Poor Adobe. Along with everyone pre-eulogizing Flash, the only other property of theirs you can name—Photoshop—is in danger. Intellectual property danger.
What Adobe’s been worried about for years is “genericization,” which is when the brand name becomes a synonym for a product. Which is how the Bayer-trademarked “aspirin” took over for the real name for the drug, “acetylsalicylic acid.” In Adobe’s case, they would prefer it if people stopped saying that any altered image was changed via Photoshop.
You may have seen this excerpt from what Adobe calls “basic rules for proper trademark use” floating around the Internet:
To be slightly fair, at least Adobe is only targeting use on “packaging, promotional, and advertising materials” on this page. On the other hand, the fact that they call those examples “basic rules for proper trademark use” is a bit more ominous.

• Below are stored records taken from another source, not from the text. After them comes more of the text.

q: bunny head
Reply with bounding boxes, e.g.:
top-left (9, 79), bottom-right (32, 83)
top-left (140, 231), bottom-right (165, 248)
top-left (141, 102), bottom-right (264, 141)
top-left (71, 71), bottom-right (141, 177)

It’s not useful. No one has ever talked like that. That’s just not how language works. If you looked at a badly manipulated viral image and said, “That looks like it was enhanced using Adobe® Photoshop® software” instead of “That looks photoshopped,” people would look at you weirdly. Or ask if you worked at Adobe and then look at you weirdly
Not only does policing language not work, it has the whiff of the evil about it. And it’s self-defeating: would you be persuaded by promotional materials written like this?
The best bet is to think of it like a compliment: long after Adobe has given up the ghost and everyone is using free open-sourced software to perpetuate the hoax that Mars and the Moon are the same size, people will still say it’s been photoshopped.